Он указал мне на столы и сидевших за ними голодных людей, которые ели или поджидали, когда я подойду к ним с их заказами. А ведь в то время было сколько угодно голодных и отощавших людей — одни от недоедания из-за второй мировой войны, другие — из-за болезни. И каждый все смотрел, как бы поправить свои дела, пока есть карточки.
— Зафиров, — сказал мне как-то вечером товарищ Мичев, наколов на вилку кебап, который я ему только что принес, — ты из каких отходов приготовил это блюдо?
— Из молодой телятины, товарищ Мичев.
— А почему оно с запахом?
— Из-за того, что нет холодильника, товарищ Мичев.
— Смотри, Зафиров, мы кровь свою проливали не за то, чтобы наживались всякие спекулянты и жулики.
— Ясно, товарищ Мичев.
— И чистота, больше чистоты, брат… Народ должен быть здоровым, потому что ждет его впереди большая работа.
— Вы правы, товарищ Мичев, будет здоров.
— И никаких связей с Хаджиевым… Сегодня мы опечатали мясную лавку его свояка…
— Да-а? — удивился я. — А по какой такой причине?
— Надо не удивляться, Зафиров, а бдить… Частная собственность всегда чревата неожиданностями…
— Так точно, товарищ Мичев. Без сознания ничего не получится… Надо их в государственную собственность переводить…
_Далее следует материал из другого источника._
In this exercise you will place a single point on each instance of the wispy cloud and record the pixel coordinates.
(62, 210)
— Ты все на государственное смотришь, Зафиров. Перестань мне морочить голову этими вопросами. Лучше засучи рукава и работай!
И он опять показывал мне на харчевню, будто это было поле для пахоты, а не покосившееся строение с деревянным потолком и десятком столов, прогнивших от всяких объедков и пролитого на них вина… На другой день Мичев принес два плаката и велел мне повесить их на стену там, где раньше висел портрет его величества, а теперь темнело пятно, выдавая монархические убеждения Хаджиева, который сидел сейчас в тюрьме за свои спекулянтские махинации. На одном плакате было написано: «Будь начеку», а на другом — «Бей врага!» Я их повесил, а товарищ Мичев сказал мне, что предстоят и другие события, свидетелем которых я буду, хотя я еще и не вполне классово сознательный. Спасало меня только то, что в свое время я кормил бедных студентов и время от времени передавал в тюрьму продукты заключенным. Сейчас от меня, как от сознательного гражданина, требовалось действовать, а не тянуть непрерывно руку к государственной службе и не защищать частников вроде Хаджиева.
— Товарищ Мичев, — сказал я ему, — мои товарищи уже включились в социализм, а вы меня все еще держите около частников. Чувствую я, что поскользнусь.
— Ты занимаешь ключевую позицию, Зафиров.
— Не могу больше, товарищ Мичев! Все мне твердят, что и я попаду за решетку, как Хаджиев.
— Что ты предлагаешь?
— Ничего не предлагаю.
— А раз нет, не говори глупостей, а усиль борьбу за гигиену и бытовую эстетику… Что это у тебя на столах за портянки вместо скатертей?
— Нет мыла, товарищ Мичев.
— Застилай столы бумагой.
— Да, вы правы. Я как-то об этом не подумал. Вот что значит общественный разум…
— Каждый день меняй бумагу.
— Ну, может, хоть через день?..
На следующий день я застелил столы оберточной бумагой, сине-красной, и все в зале вплоть до наших физиономий посинело и покраснело. На столик, за который обычно садился товарищ Мичев, я поставил даже розу, а над умывальником повесил круглое зеркало. Приказал и бумажки положить, чтоб руки вытирать, и какого-то порошка насыпать, который мыл хорошо, но при неосторожном употреблении стирал кожу. Поставил я и два красных флажка около кассы, где собирала деньги и плакала госпожа Хаджиева. Я велел ей держаться повеселее, чтобы не портить аппетит клиентам, потому что в противном случае, сказал я, за последствия не отвечаю. Она меня послушалась, боясь, как бы партийцы не подумали что-либо плохое про нее, поскольку муж ее расплачивался за чужие прегрешения, и только попросила поставить флажки и на столах.